A ONU tem uma grande responsabilidade, já que instituições públicas baianas encarregadas de zelar por nossos direitos coletivos prevaricam, e na maioria das vezes seguem somando esforços com os tiranos deste país.Somos alvo de um policiamento violento, repressivo, e inundado de corrupção. Somos de maioria negra e a cor de nossa pele é uma marca que nos identifica para o abate.
Podemos morrer com base em uma simples suspeita. Vivemos como em guetos criados por nazistas.O fato é que nosso direito de usufruir de paz, conforto e segurança é violado principalmente pelo Estado com suas forças repressivas em postos para nos controlar e eliminar. As autoridades políticas e os gestores da segurança pública tem que ser responsabilizados pelas ações de seus subalternos, seus discursos públicos de apologia ao confronto, a vingança e ao massacre como saída para a criminalidade tem elevado a pontos críticos a situação de guerra.Eles utilizam indiscriminadamente o artifício do “auto de resistência” em toda situação de confronto com supostos criminosos e a cena do crime é sempre “limpa” com falso socorro aos traficantes que são apresentados pela imprensa abatidos e com a tarja da impunidade:“ TINHA PASSAGEM”
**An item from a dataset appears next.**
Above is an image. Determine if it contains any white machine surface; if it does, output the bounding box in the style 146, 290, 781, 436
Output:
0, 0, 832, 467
Exemplar neste ponto é o Delegado Cezar Nunes, Secretário de Segurança Pública que imprimiu a lógica do confronto, a intimidação, a violação de direitos com declarações como: “Não sou secretário de segurança, sou secretário de policia”; “se tem que tombar que tombe para o lado de lá”O que vemos em nossa peregrinação ao Instituto Médico Legal (IML) e aos Hospitais com as mães das vítimas é tombarem jovens, negros entre 14 e 25 anos pobres, desarmados indefesos contra policiais fortemente armados e com o ódio alimentado pela cultura do medo veiculada pelos meios de comunicação e retroalimentado pelo secretário de segurança.
Entendemos que ele deveria pedir demissão (como exigimos) como primeira medida deste governo em querer assumir uma segurança pública responsável, democrática e baseada em direitos humanos.Por fim, recusamos os supostos avanços apresentados por programas como o PRONACI(Programa de Segurança Pública com Cidadania) que investi muito dinheiro em algemas, armas e cadeias e apresenta recursos vultosos para abastecer ONGs e OCIPS durante alguns meses, com palestras e cursinhos em nossas comunidades ansiosas por obras estruturantes, política séria de Cultura, ações reais em saúde.Sim, estamos aqui para além de qualquer coisa por que falamos por nós mesmos, sem máscaras, sem medo ...e com muita dor pela perda de vidas.
Mais de 2500 pessoas mortas no período 2007/2008 (dados da SSP/BA,2008). Esta é uma realidade que entendemos que não pode ser resolvida com curso de Direitos Humanos, Cultura da Paz e / ou prevenção a DST em nossos bairros como se fossemos os culpados por nossa desgraça. Apenas uma mudança na política e uma ação dos órgãos internacionais podem fazer parar a matança assim como nossa luta cotidiana.